Será que esses líderes conseguirão enfrentar esses desafios no próximo ano?

Washington – Barack Obama e Vladimir Putin estão de volta, e a China recebeu um novo rosto, o de Xi Jinping: do marasmo econômico à guerra na Síria, conseguirão eles enfrentar os desafios de 2013?

CRISE ECONÔMICA NOS EUA E NA EUROPA

“Nenhum tema de política internacional será mais importante em 2013 que a capacidade dos Estados Unidos e da Europa de superar suas respectivas crises econômicas”, assegura Jessica Mathews, presidente do centro de reflexão Carnegie e coautora da obra “Global Ten: Challenges and Opportunities for the President in 2013”.

Os Estados Unidos enfrentam um inquietante “precipício orçamentário”, uma austeridade que necessariamente lhe será imposta se o Congresso não chegar a um acordo para reduzir a dívida e sobre o orçamento antes do fim do ano.
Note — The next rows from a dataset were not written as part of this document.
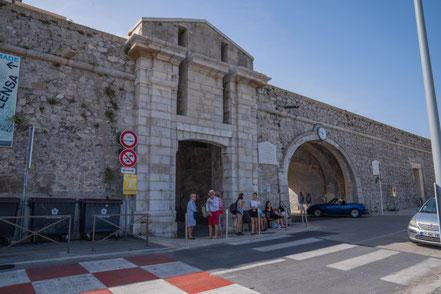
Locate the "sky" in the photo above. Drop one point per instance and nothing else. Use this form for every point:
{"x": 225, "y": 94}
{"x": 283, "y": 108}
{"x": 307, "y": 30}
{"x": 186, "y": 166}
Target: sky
{"x": 358, "y": 55}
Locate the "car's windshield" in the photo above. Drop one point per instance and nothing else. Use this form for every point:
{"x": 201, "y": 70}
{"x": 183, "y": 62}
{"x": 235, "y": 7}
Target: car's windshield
{"x": 429, "y": 206}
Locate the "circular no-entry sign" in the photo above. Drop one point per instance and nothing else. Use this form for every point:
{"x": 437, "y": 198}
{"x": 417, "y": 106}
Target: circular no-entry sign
{"x": 128, "y": 139}
{"x": 128, "y": 158}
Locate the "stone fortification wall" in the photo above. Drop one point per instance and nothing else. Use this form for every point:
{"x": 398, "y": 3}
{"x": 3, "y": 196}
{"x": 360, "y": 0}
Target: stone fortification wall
{"x": 76, "y": 88}
{"x": 200, "y": 37}
{"x": 361, "y": 140}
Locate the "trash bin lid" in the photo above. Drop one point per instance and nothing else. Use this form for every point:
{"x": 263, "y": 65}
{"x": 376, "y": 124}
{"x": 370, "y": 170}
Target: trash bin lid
{"x": 9, "y": 199}
{"x": 35, "y": 199}
{"x": 92, "y": 200}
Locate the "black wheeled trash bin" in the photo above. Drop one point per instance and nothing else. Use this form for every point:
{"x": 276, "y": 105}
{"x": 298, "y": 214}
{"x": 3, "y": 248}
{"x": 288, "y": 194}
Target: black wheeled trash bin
{"x": 52, "y": 207}
{"x": 90, "y": 207}
{"x": 8, "y": 207}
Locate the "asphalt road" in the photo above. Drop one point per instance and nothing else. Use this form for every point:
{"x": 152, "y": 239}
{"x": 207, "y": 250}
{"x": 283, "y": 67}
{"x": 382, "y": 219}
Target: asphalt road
{"x": 340, "y": 255}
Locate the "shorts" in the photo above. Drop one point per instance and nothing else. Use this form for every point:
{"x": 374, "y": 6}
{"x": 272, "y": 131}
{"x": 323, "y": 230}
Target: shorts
{"x": 213, "y": 219}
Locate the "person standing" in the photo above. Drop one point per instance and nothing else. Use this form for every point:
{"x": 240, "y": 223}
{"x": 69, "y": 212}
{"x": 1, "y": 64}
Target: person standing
{"x": 221, "y": 212}
{"x": 213, "y": 213}
{"x": 308, "y": 200}
{"x": 239, "y": 213}
{"x": 301, "y": 200}
{"x": 191, "y": 215}
{"x": 254, "y": 210}
{"x": 284, "y": 213}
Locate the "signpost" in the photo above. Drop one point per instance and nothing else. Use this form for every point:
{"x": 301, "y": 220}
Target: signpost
{"x": 128, "y": 139}
{"x": 376, "y": 172}
{"x": 128, "y": 158}
{"x": 9, "y": 70}
{"x": 128, "y": 170}
{"x": 394, "y": 193}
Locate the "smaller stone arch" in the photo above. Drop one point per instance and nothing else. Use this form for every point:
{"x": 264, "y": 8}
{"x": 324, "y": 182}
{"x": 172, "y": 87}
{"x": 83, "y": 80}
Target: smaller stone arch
{"x": 352, "y": 183}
Uma combinação de aumentos de impostos e redução de gastos entrará em vigor no dia 2 de janeiro, o que pode fazer com que a economia americana volte a cair em recessão. “Um acordo político para superar o ‘precipício orçamentário’ suprimiria a enorme incerteza que atravessa o país há um ano e meio”, sustenta Mathews.

Em relação à Europa, “o desafio continua sendo combinar disciplina econômica e vontade política”, explica esta especialista americana. A crise da Eurozona “passou em 2012 de uma doença mortal a um mal crônico que durará anos”, constata, ao mesmo tempo em que adverte aos dirigentes europeus que em 2013 será necessário “manter uma severa austeridade, evitar os retrocessos – sobretudo na França – e se mover gradualmente em direção à recuperação do crescimento”.
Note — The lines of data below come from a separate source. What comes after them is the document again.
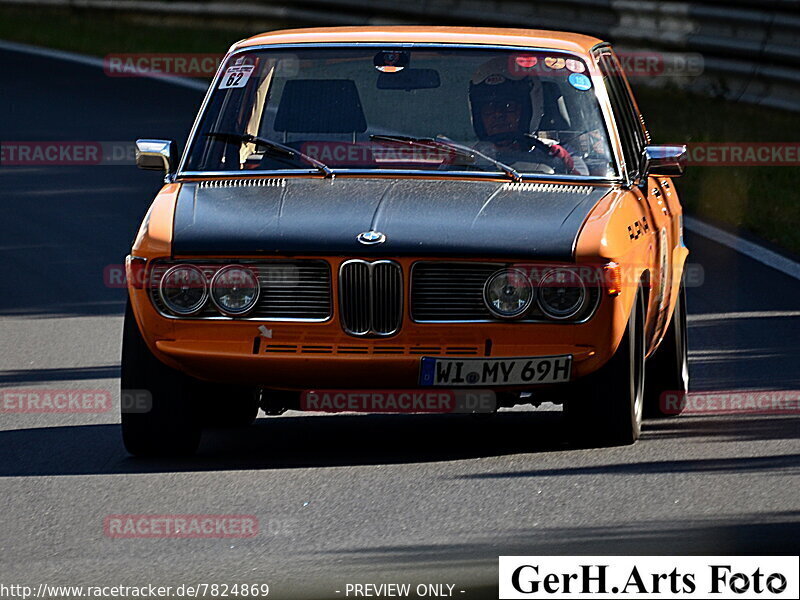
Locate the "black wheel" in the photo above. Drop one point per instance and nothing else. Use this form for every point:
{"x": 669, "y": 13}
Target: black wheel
{"x": 605, "y": 408}
{"x": 226, "y": 406}
{"x": 158, "y": 418}
{"x": 668, "y": 368}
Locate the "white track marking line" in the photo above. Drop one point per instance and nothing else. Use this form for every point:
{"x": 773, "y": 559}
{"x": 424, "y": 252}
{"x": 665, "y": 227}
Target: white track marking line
{"x": 93, "y": 61}
{"x": 750, "y": 249}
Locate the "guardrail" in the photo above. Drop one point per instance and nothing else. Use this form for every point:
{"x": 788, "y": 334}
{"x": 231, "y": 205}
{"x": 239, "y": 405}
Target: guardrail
{"x": 750, "y": 49}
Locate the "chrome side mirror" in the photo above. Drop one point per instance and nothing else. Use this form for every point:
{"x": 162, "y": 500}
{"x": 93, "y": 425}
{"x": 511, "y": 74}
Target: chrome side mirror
{"x": 664, "y": 161}
{"x": 157, "y": 155}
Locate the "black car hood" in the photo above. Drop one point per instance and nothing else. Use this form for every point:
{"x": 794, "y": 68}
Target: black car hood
{"x": 418, "y": 217}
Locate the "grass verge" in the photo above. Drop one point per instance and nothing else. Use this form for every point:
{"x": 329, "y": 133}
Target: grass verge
{"x": 761, "y": 200}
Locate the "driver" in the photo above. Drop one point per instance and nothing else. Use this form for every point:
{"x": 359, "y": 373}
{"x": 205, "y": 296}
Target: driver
{"x": 506, "y": 108}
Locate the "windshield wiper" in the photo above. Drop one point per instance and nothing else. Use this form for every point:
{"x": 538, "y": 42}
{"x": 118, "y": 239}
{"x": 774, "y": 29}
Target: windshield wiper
{"x": 277, "y": 148}
{"x": 459, "y": 149}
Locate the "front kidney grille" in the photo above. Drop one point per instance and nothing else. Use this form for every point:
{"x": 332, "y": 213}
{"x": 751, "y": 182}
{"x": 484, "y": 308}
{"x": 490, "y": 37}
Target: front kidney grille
{"x": 371, "y": 297}
{"x": 290, "y": 290}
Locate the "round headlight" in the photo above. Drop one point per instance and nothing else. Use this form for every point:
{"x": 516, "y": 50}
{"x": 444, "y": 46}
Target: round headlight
{"x": 234, "y": 290}
{"x": 508, "y": 293}
{"x": 562, "y": 294}
{"x": 183, "y": 289}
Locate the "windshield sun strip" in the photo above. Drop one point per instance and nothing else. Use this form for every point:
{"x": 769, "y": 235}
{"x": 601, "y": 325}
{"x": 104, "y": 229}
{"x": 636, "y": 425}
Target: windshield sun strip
{"x": 180, "y": 172}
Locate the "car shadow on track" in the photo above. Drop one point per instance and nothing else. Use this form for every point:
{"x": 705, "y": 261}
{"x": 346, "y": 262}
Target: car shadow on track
{"x": 343, "y": 440}
{"x": 763, "y": 533}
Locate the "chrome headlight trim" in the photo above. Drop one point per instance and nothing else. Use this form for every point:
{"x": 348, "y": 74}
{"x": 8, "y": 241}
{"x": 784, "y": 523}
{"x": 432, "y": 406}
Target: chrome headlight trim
{"x": 517, "y": 314}
{"x": 226, "y": 311}
{"x": 565, "y": 315}
{"x": 196, "y": 307}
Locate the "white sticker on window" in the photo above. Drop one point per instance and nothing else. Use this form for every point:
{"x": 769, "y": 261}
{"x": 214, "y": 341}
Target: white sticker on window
{"x": 236, "y": 76}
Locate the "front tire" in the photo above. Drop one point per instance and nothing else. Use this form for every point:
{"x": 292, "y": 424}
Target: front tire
{"x": 605, "y": 408}
{"x": 668, "y": 368}
{"x": 163, "y": 421}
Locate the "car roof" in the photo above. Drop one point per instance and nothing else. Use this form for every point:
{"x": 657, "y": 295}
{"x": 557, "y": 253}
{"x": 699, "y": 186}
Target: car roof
{"x": 557, "y": 40}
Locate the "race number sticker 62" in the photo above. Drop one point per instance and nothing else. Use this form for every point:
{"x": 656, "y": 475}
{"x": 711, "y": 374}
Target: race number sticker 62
{"x": 236, "y": 76}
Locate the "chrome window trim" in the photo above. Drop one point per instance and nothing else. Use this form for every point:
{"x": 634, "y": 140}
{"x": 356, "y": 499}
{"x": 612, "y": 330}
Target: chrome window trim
{"x": 371, "y": 333}
{"x": 497, "y": 321}
{"x": 588, "y": 59}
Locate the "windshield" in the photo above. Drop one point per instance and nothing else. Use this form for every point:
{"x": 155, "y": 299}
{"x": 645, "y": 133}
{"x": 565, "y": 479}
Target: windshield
{"x": 513, "y": 112}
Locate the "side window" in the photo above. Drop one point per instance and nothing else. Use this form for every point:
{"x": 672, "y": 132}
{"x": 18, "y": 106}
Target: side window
{"x": 625, "y": 114}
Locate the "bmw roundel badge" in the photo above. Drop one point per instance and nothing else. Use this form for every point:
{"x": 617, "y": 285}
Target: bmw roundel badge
{"x": 371, "y": 237}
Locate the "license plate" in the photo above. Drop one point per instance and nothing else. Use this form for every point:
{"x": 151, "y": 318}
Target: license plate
{"x": 495, "y": 371}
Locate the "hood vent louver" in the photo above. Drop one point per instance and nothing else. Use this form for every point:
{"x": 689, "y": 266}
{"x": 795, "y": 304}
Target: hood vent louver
{"x": 548, "y": 188}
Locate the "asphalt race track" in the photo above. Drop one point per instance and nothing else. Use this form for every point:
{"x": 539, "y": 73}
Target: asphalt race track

O PIB da Eurozona deve se contrair 0,3% no próximo ano, mas Justin Vaisse, da Brookings Institution e autor do livro “A política externa de Barack Obama”, pensa que “o pior da crise do euro ficou para trás”. “Os americanos e os mercados chegaram à conclusão de que o euro não explodirá, já que neste caso já teria caído e teria ocorrido uma fuga de capitais”.

Este especialista francês está, no entanto, preocupado com os “efeitos da desaceleração da economia mundial sobre a China”. Em um cenário catastrófico, a Eurozona “cortaria de forma drástica suas importações da China devido a uma recessão mais importante que o previsto”, o que teria “consequências políticas, sociais e geopolíticas na China”. O novo número um, Xi Jinping, “não pode permitir uma desaceleração do crescimento e que se acumulem os problemas político-econômicos”, afirma Jessica Mathews.
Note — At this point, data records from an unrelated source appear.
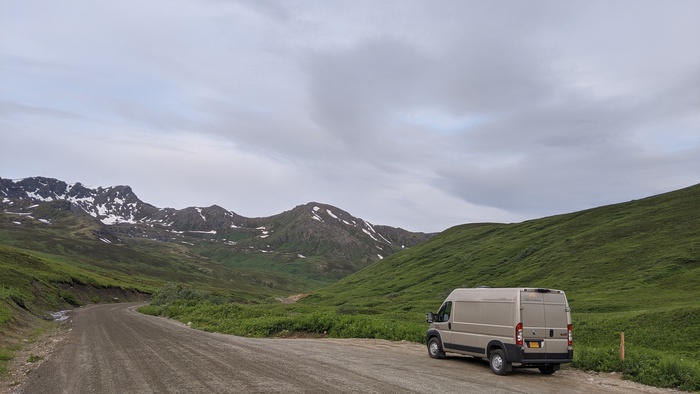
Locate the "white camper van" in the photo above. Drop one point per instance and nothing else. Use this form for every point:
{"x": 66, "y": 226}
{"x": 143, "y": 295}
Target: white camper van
{"x": 521, "y": 327}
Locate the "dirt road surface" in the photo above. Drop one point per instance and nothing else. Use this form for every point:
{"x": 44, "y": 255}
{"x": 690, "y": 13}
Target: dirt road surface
{"x": 114, "y": 349}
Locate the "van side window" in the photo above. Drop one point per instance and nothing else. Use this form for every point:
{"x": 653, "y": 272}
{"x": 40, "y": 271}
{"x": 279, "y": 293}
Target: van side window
{"x": 444, "y": 312}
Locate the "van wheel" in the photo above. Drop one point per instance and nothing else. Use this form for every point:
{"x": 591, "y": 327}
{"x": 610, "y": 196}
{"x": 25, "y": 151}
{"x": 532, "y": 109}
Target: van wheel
{"x": 498, "y": 363}
{"x": 547, "y": 369}
{"x": 435, "y": 348}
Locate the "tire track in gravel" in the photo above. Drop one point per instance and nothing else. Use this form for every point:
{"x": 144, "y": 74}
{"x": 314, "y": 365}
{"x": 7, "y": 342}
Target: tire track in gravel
{"x": 114, "y": 349}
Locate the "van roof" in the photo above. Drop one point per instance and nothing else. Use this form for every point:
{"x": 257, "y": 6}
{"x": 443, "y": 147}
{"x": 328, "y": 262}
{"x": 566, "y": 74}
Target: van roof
{"x": 504, "y": 293}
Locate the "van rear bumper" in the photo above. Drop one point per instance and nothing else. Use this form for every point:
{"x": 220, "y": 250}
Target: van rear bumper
{"x": 516, "y": 354}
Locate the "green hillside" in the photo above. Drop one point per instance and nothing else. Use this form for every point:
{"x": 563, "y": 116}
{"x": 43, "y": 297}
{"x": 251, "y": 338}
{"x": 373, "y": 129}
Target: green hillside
{"x": 639, "y": 255}
{"x": 632, "y": 267}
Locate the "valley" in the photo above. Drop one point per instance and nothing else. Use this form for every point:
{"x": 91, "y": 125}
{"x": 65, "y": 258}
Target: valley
{"x": 631, "y": 267}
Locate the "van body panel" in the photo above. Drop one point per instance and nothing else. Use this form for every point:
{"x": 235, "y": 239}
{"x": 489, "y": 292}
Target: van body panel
{"x": 483, "y": 319}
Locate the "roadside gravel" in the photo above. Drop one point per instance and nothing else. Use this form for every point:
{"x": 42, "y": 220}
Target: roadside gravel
{"x": 114, "y": 349}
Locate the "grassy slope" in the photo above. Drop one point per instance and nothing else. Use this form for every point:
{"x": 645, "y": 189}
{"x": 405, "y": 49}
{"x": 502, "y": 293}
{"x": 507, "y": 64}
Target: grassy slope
{"x": 639, "y": 255}
{"x": 631, "y": 267}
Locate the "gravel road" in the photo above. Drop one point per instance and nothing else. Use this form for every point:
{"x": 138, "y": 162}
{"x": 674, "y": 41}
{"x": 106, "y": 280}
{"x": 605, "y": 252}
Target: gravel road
{"x": 114, "y": 349}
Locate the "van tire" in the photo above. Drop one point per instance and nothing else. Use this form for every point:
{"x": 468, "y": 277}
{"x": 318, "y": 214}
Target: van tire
{"x": 498, "y": 363}
{"x": 435, "y": 348}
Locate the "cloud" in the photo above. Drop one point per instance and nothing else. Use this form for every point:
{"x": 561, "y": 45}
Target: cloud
{"x": 404, "y": 113}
CHINA, AS DISPUTAS TERRITORIAIS COM SEUS VIZINHOS E O PAPEL DOS EUA

Muitos analistas temem um aumento das fricções na zona Ásia-Pacífico, seguida de uma corrida armamentista. Vários arquipélagos do mar da China, disputados pela China, por seus vizinhos do sudeste asiático, por Japão e Coreia do Sul são o palco destas disputas. Os Estados Unidos têm uma aliança militar com o Japão, mas negam-se a tomar partido oficialmente.

Mas “os vizinhos da China consideram os Estados Unidos o país capaz de impor um equilíbrio perante a potência política e militar da China, sem o qual Pequim dominaria totalmente a região”, opina o ex-secretário de Defesa de Jimmy Carter, Harold Brown, consultor no Centro de Estudos Estratégicos e Internacionais.

IRÃ

Os planos nucleares iranianos continuarão sendo “o tema mais quente” em 2013, com “uma elevada probabilidade de uma conflagração regional de primeira ordem”, prevê Vaisse. As grandes potências e Israel suspeitam que Teerã queira se dotar de armas atômicas sob a desculpa de um programa nuclear com fins civis, o que o Irã desmente.

Vaisse pensa que, em relação ao Irã, que segue enriquecendo urânio, “chegou-se ao fim da linha dos últimos dez anos no sentido de uma combinação de sanções e negociações”. Menos pessimista, Brown espera que a comunidade internacional “faça uma oferta aos iranianos em troca de uma suspensão definitiva ou uma pausa do enriquecimento de urânio (…) sem excluir a possibilidade de bombardeios às instalações nucleares”.

SÍRIA

Especialistas contemplam que Damasco caia nas mãos dos rebeldes nas próximas semanas e preveem um “consenso internacional” que permita em 2013 “o início de uma longa e difícil transição política”, segundo Mathews. Fazendo referência às armas químicas, Vaisse sustenta, no entanto, que é “possível que a guerra civil se resolva, mas que também seja necessária uma intervenção ocidental para garantir a ordem e a estabilidade”.